About the Translator
Sir Robert Kennaway Douglas (August 23, 1838 – May 20, 1913) was a British oriental scholar. He was born at Larkbeare House, Talaton, Devon on August 23, 1838, the fourth son of the Rev. Philip William Douglas. His father was appointed to the Chapel of ease at Escot, Ottery St. Mary, Devon, by Sir John Kennaway, Bart. His paternal grandfather was Dr. Philip Douglas, Master of Corpus Christi College, Cambridge. Douglas attended Blandford Grammar School. Douglas was in China with the consular service, from 1858 to 1865. He then became Professor of Chinese at King’s College, London. He was vice president of the Royal Asiatic Society, and the first Keeper of the British Museum’s new Department of Oriental Printed Books and Manuscripts when it was created in 1892. He was knighted in 1903 and died a decade later, on May 20, 1913.
Douglas wrote books on China, including:
Catalogue of Japanese Printed Books and Manuscripts in the Library of the British Museum, London: British Museum, 1898
Catalogue of the Printed Maps, Plans, and Charts in the British Museum, London: 1885
China, New York, P. F. Collier and Son, 1913 (The Story of Nations)
A Chinese Manual, Comprising a Condensed Grammar with Idiomatic Phrases and Dialogues, London: W. H. Allen, 1889; London: Crosby Lockwood and Son, 1904 (Text-books, Manuals, etc. in Oriental Languages)
Chinese Stories. With Illustrations, London: W. Blackwood & Sons, 1893; reprinted in revised edition: Singapore: Graham Brash, 1990
Confucianism and Taouism, With a Map, London: Society for Promoting Christian Knowledge, 1879 (Non-Christian Religious Systems)
Europe and the Far East, 1506-1912 , Cambridge: University Press, 1913; New York: G. P. Putnam’s Sons, 1913 (Cambridge Historical Series, ed. by G.W. Prothero)

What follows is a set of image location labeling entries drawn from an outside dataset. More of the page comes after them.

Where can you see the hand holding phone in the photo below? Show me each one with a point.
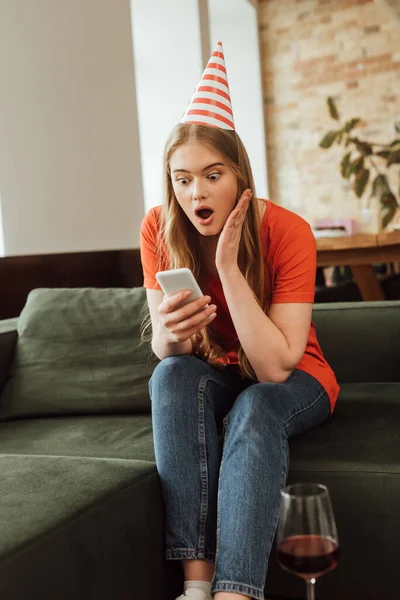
(184, 310)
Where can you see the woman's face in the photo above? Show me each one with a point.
(204, 185)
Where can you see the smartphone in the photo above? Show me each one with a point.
(177, 280)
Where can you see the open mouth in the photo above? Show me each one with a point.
(204, 213)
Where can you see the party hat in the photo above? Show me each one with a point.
(211, 102)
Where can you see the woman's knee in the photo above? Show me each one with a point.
(259, 405)
(175, 371)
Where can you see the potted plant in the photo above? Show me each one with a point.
(364, 161)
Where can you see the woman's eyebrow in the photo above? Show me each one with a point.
(205, 168)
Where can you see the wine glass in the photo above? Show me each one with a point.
(307, 539)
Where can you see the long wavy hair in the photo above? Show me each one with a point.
(181, 241)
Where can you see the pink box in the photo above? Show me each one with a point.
(348, 225)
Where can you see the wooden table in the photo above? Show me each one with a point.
(360, 252)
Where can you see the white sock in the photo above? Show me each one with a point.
(197, 586)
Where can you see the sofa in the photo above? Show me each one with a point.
(81, 512)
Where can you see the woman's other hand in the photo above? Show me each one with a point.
(226, 256)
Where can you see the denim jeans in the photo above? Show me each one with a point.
(221, 447)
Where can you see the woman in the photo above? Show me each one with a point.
(241, 370)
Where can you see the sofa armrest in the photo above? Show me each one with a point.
(8, 340)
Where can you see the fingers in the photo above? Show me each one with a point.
(181, 324)
(173, 303)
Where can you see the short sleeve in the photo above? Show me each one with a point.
(295, 267)
(150, 254)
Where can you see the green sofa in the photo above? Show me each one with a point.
(81, 514)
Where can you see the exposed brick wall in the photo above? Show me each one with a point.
(311, 49)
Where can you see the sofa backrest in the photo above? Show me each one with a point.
(360, 340)
(79, 352)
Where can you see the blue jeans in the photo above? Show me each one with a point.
(221, 447)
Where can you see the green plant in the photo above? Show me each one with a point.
(364, 161)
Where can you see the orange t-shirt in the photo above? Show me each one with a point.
(289, 252)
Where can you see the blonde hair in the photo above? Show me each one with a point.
(183, 249)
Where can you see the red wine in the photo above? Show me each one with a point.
(308, 555)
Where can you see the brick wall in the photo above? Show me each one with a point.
(312, 49)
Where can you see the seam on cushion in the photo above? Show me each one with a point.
(72, 456)
(363, 473)
(75, 520)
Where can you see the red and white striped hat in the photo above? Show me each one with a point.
(211, 102)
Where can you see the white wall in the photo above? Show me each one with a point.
(168, 65)
(70, 176)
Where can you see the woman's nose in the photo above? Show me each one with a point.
(199, 190)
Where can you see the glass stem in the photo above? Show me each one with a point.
(311, 589)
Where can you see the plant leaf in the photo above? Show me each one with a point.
(332, 108)
(363, 147)
(384, 153)
(388, 208)
(328, 139)
(344, 165)
(380, 186)
(361, 182)
(394, 158)
(349, 125)
(357, 166)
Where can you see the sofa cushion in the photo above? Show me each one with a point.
(80, 528)
(97, 436)
(360, 340)
(79, 352)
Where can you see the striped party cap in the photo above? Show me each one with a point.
(211, 102)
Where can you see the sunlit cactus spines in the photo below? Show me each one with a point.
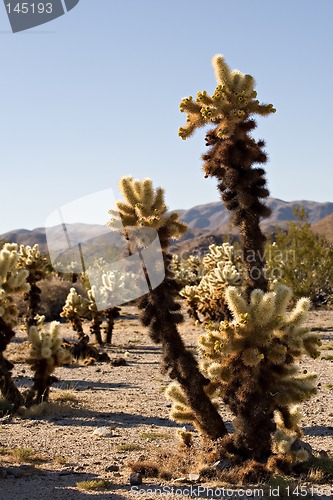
(145, 206)
(13, 281)
(46, 354)
(254, 359)
(75, 308)
(222, 266)
(233, 101)
(36, 264)
(231, 157)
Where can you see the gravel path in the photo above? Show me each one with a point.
(127, 403)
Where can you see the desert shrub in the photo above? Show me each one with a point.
(251, 360)
(54, 291)
(302, 260)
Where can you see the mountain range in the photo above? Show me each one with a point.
(206, 223)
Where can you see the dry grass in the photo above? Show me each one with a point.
(93, 485)
(154, 436)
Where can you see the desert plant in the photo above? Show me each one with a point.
(145, 207)
(46, 354)
(74, 309)
(254, 354)
(37, 265)
(12, 281)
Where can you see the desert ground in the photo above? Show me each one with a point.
(102, 417)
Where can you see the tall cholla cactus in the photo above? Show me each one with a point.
(222, 267)
(232, 154)
(46, 354)
(145, 206)
(12, 281)
(252, 362)
(36, 264)
(75, 308)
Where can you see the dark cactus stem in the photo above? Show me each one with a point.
(111, 314)
(7, 386)
(33, 301)
(242, 189)
(161, 314)
(96, 327)
(42, 382)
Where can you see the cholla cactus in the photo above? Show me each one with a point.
(222, 267)
(187, 272)
(12, 281)
(253, 359)
(75, 308)
(145, 206)
(232, 154)
(36, 264)
(46, 354)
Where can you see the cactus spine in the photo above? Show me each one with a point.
(46, 354)
(250, 361)
(36, 264)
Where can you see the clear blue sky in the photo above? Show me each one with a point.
(94, 95)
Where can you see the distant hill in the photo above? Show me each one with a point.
(206, 223)
(324, 227)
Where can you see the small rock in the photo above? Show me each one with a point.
(135, 479)
(222, 464)
(103, 432)
(112, 468)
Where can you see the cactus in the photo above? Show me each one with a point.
(145, 206)
(13, 280)
(46, 354)
(75, 308)
(231, 157)
(222, 267)
(36, 264)
(251, 360)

The Language and Literature of China (1875), Royal Institution lectures
The Life of Genghis Khan Translated from the Chinese. With an Introduction, London: Trübner & Co., 1877
Li Hungchang, London: Bliss, Sand & Foster, 1895 (Public Men of Today)

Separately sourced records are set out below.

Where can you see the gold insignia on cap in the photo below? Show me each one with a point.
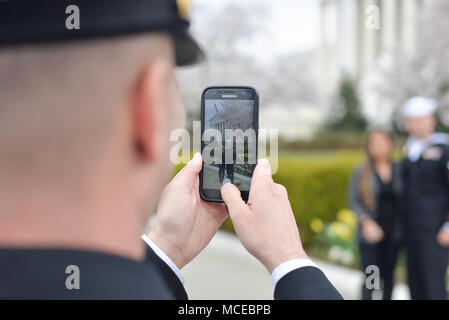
(184, 7)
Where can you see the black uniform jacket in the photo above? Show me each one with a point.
(38, 273)
(426, 189)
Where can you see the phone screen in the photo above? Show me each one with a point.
(229, 140)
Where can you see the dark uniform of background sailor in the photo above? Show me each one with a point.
(426, 193)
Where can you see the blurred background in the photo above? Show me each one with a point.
(326, 72)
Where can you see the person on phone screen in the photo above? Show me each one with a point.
(86, 117)
(375, 196)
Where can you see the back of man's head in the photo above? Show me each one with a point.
(71, 115)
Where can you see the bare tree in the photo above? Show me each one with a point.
(425, 71)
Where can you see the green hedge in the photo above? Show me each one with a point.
(317, 184)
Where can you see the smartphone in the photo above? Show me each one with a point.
(229, 133)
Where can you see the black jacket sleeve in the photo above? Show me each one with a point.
(307, 283)
(168, 276)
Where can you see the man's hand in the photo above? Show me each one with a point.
(266, 225)
(371, 231)
(185, 223)
(443, 237)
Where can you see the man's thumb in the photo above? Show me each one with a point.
(190, 172)
(231, 196)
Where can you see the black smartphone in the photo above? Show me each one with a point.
(229, 133)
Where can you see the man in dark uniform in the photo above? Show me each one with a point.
(426, 182)
(88, 99)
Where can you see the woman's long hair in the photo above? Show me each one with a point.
(365, 184)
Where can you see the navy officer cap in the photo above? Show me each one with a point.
(44, 21)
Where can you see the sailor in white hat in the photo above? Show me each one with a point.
(426, 182)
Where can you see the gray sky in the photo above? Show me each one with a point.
(292, 25)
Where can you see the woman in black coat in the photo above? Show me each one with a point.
(375, 197)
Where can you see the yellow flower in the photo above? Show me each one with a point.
(348, 217)
(184, 7)
(316, 225)
(341, 230)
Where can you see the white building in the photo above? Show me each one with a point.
(351, 41)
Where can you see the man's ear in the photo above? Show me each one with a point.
(149, 110)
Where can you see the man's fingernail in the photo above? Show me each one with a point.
(196, 158)
(263, 162)
(265, 167)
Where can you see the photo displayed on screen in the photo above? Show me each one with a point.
(234, 156)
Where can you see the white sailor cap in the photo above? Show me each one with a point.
(419, 107)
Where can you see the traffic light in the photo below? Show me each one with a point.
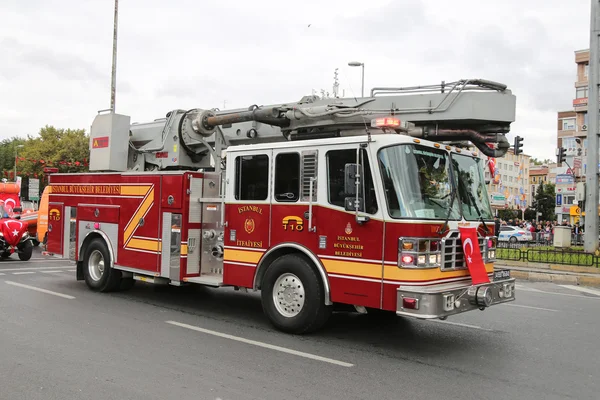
(518, 145)
(561, 155)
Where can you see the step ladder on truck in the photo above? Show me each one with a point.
(378, 202)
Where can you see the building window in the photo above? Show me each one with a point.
(568, 124)
(252, 177)
(287, 177)
(336, 164)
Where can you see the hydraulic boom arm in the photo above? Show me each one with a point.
(473, 110)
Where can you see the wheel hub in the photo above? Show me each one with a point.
(288, 295)
(96, 265)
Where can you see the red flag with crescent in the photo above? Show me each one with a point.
(473, 258)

Society in China : Illustrated from Photographs, London: Ward, Lock, & Co., 1901
Supplementary Catalogue of Chinese Books and Manuscripts in the British Museum, London: Longmans & Co., 1903
During the 1890s Douglas collaborated on short stories with Elizabeth Thomasina Meade.
He wrote articles for the Dictionary of National Biography and for the Ninth Edition (1875-1889), Tenth Edition (1902-03) and Eleventh Edition (1911) of the Encyclopædia Britannica, the latter including a long article on “China” and articles on Chinese cities (“Peking”, “Nanking”, “Shanghai”, “Tonkin”) and an article on Genghis Khan.